On the day the European Union announced the purchase of more than 100 thousand vaccines against monkeypox, the World Health Organization recommended administering the vaccine to endanger communication with health professionals or medical technician. The site is included in the interim guidelines for vaccination strategies released Tuesday.
The World Health Organization (WHO) has confirmed that universal vaccination, i.e. the entire population, is not recommended for the spread of monkeypox (monkeypox and VMX). Monitoring and control is a priority for the WHO, which also indicates the need to increase surveillance and monitoring of identified cases.
As of Tuesday, there were more than 1,500 confirmed cases in countries without the disease, bringing Portugal to 231 – remaining the country with the highest number of confirmed cases per population.

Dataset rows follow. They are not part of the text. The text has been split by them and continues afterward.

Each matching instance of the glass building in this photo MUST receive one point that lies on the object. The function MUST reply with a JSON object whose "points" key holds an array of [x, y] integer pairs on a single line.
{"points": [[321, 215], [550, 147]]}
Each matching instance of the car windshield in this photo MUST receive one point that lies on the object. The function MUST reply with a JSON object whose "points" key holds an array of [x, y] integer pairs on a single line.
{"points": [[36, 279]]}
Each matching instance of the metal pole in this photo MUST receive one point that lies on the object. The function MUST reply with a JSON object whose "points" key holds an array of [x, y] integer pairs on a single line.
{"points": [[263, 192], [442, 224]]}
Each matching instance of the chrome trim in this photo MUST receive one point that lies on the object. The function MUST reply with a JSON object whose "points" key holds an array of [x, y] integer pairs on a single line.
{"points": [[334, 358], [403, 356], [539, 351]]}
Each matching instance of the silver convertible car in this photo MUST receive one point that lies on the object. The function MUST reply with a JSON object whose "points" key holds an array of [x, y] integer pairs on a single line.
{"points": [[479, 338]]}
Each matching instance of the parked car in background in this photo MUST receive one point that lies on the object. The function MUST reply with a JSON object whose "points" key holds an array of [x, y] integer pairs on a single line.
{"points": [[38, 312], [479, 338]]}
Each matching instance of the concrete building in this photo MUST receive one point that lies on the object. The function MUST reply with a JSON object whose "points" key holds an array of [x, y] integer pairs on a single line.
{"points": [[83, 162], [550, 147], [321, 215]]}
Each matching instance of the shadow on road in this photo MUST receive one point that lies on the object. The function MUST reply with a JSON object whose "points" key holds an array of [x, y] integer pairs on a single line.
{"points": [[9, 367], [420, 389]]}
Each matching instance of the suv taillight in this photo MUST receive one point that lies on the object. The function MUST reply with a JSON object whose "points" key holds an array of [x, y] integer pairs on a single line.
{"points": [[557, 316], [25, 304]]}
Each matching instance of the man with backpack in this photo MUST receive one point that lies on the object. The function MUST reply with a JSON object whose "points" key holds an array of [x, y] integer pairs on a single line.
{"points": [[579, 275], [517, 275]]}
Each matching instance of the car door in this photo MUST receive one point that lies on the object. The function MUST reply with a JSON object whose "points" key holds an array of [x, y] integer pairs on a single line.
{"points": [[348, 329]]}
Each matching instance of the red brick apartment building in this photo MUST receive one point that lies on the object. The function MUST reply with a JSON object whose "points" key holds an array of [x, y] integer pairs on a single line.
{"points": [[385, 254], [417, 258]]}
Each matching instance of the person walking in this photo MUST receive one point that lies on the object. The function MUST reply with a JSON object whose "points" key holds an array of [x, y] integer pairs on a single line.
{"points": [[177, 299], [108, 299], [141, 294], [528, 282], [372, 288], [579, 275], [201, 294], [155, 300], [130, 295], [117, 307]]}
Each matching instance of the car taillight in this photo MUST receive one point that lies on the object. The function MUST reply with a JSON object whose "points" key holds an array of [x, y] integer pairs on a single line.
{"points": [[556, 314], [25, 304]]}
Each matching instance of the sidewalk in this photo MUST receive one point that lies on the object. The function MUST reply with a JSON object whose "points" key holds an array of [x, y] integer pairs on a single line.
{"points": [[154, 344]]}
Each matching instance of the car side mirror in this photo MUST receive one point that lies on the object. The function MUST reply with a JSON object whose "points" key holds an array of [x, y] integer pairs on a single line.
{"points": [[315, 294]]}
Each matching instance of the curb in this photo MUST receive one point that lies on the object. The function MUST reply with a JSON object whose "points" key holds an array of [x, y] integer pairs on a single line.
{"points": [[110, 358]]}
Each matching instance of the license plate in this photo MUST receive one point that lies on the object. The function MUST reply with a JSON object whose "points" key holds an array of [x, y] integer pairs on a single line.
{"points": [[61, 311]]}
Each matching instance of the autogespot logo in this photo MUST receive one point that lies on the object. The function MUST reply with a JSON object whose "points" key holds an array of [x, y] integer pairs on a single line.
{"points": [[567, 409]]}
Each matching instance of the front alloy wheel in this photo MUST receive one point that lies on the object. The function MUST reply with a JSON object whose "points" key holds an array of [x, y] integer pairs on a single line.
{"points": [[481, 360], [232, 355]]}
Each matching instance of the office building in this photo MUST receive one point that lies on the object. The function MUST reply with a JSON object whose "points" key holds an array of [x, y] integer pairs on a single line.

As for the vaccine strategy, which has not yet been demonstrated by Portugal, the WHO recommends dose management of second- or third -generation vaccines in relation to confirmed or suspected cases – up to four days later ‘ communication (or up to 14 days if no symptoms. development).).
In these cases, the level of risk does not vary by type of relationship. The WHO has noted that people at high or moderate risk should get the vaccine after an outbreak. Average contact involves being close to the same physical space without wearing appropriate protective equipment. High-risk contact means the spraying of water or dust from a contaminated area, direct physical contact, sexual intercourse or intercourse with contaminated equipment (such as towels, objects or clothing).
In the case of health workers or VMPX diagnostic laboratories, the vaccine is recommended as a preventive measure for all those at risk of contracting the disease. The WHO said that people “at risk of this epidemic are clinicians and laboratory staff who work with this family of viruses or do tests for the disease.”
In relation to confirmed or suspected cases, there are a priority group of VMPX vaccines: children, pregnant women and immunocompromised individuals. These at-risk groups, as defined by the WHO, are at greater risk of contracting the disease than the rest of the population. However, however, a preventive vaccine is not recommended in these cases – after contact with the same case.
The day after the first case of VMPX was announced in Portugal, the European Centers for Disease Control had already acknowledged the potential of vaccination against more risky infections, a strategy also proposed by the WHO (and expanded). Unlike the Director General of Health, national authorities in other European countries have already recommended recommendations for the VMPX vaccine, and Canada, Spain, the United States, France or the United Kingdom have already begun prescribing doses to ‘dangerous and professional relationships. health.